Each collection kit gets a unique number and barcode that goes on every piece in the kit. Donald says that barcode is important because it tells the team which specimens go together.

For example, when a collection kit includes four vials for blood specimens, each vial is filled with the same woman’s blood. When it’s returned, the GAPPS team knows that those four vials all contain specimens from the same woman. Each item is scanned into the database before it’s sent out and again when the specimen is returned.

3 collection sites

Collection kits are routinely sent to three locations in Washington: Swedish Medical Center, University of Washington Medical Center and Yakima Valley Memorial Hospital. Coordinators at each site enroll pregnant women in the repository. If they agree to participate, the women give specimens and data to the GAPPS Repository throughout their pregnancy.

5 questionnaires

Each participant is asked to fill out lengthy questionnaires about diet, past pregnancies, environment and more throughout their pregnancy and after delivery. This data is helpful for researchers who are studying, for example, pregnancies in women who eat only vegetarian diets, or who are pregnant for the first time.

150 pounds

The weight capacity of a classic red Radio Flyer wagon that belongs to the GAPPS Repository team.
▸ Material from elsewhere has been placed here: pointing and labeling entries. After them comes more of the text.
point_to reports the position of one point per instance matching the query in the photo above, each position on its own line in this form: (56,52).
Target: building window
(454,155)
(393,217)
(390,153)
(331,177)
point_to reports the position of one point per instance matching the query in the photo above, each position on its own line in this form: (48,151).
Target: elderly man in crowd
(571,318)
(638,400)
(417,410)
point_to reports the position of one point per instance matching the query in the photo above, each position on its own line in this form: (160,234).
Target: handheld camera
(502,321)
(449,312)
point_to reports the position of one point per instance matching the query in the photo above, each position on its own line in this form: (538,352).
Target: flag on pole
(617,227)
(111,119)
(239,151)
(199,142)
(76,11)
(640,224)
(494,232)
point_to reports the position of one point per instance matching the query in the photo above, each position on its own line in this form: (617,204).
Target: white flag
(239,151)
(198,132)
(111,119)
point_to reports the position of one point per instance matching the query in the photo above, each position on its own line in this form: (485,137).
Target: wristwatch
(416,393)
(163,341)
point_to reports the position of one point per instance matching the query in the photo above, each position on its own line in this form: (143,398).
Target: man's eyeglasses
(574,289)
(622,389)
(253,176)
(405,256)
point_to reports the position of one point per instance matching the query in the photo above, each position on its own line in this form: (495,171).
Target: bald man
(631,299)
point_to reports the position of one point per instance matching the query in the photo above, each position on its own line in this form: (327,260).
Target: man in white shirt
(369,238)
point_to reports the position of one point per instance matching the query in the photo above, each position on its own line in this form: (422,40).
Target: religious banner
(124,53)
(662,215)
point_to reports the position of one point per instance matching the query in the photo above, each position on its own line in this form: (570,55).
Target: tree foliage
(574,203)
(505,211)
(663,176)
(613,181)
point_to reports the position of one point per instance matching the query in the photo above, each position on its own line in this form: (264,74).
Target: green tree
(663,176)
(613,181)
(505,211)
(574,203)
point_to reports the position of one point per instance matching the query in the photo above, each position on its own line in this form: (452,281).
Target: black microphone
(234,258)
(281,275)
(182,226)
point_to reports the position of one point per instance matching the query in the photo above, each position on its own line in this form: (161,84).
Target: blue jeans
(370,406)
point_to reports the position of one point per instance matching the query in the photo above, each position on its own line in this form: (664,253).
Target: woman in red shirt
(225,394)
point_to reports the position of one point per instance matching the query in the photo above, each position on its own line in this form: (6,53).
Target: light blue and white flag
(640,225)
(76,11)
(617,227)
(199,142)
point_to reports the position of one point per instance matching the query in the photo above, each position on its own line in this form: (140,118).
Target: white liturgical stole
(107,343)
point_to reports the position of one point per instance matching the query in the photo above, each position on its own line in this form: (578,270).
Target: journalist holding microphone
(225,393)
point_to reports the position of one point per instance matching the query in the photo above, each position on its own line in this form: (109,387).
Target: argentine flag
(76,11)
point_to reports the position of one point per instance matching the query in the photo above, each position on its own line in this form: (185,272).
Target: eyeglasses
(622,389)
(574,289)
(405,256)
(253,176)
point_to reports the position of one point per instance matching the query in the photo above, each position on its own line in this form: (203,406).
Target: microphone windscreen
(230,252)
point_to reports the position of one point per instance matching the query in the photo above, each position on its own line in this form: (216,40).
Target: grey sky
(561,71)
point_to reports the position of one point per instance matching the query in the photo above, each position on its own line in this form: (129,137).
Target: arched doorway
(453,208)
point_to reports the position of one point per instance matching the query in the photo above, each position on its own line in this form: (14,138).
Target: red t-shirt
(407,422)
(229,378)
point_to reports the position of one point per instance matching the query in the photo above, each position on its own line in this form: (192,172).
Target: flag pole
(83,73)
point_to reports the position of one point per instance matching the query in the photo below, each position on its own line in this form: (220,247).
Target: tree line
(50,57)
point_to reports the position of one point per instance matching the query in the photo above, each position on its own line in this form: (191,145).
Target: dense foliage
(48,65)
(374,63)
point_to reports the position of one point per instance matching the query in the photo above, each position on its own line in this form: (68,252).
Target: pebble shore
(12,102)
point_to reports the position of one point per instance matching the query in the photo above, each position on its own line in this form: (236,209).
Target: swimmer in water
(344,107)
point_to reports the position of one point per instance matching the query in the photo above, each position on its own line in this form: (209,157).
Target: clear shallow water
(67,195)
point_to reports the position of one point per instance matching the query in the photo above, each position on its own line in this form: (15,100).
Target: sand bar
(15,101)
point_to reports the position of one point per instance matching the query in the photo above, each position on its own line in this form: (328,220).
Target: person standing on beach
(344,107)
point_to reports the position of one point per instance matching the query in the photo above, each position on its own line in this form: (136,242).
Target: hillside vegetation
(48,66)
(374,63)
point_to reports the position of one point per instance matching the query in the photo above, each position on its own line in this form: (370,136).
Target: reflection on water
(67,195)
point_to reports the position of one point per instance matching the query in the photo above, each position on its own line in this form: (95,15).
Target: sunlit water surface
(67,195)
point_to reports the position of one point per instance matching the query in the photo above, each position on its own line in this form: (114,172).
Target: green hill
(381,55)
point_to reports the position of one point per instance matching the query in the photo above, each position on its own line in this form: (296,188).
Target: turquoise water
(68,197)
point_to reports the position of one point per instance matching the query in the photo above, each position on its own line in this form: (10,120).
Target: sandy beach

Chaffin, Nariya and Jillian Legard, lab specialist, use the wagon to haul boxes of collection kits from their office to a nearby FedEx store.  Nariya scans vials and then adds them to placenta collection kits. 

1,745 data points

Chaffin estimates that for each participant, the team will collect about 1,745 data points (through questionnaires, specimens and medical record data). This data gives researchers the information they need to research pregnancy and related maternal and child health outcomes, while still protecting the participants’ identities.

0:00:00

The length of time a specimen can be unaccounted for after collection. After collection, specimens must be properly handled and stored in order to retain their integrity for research. If a specimen’s whereabouts or storage condition is unknown, it cannot be used for research.

15 research studies and publications

Researchers have used specimens from the GAPPS Repository for a wide range of studies – a total of 15 so far. The research must be based on maternal and infant health issues, but Donald says that’s a bigger umbrella of topics than you might think.

For example, many adult-onset diseases like heart disease may begin in utero, so eligible researchers studying adult heart disease may use the GAPPS Repository specimens. Researchers from Children’s, University of California in Los Angeles, Saint Louis University and University of Washington, to name just a few, have all used GAPPS Repository specimens for their studies.

50,000 specimens

The 1,600 participants have provided more than 50,000 specimens to the GAPPS Repository so far, and 2,000 more come in each month.

25,000 kits

The number of collection kits the GAPPS Repository team is creating for INTERBIO-21st, a University of Oxford study that has its own repository, which Chaffin helped them build. So far the team has created and shipped 21,269 of those kits containing a total of 133,602 individual items. Using thorough processes and rigorous quality checks, there have been no errors with those kits.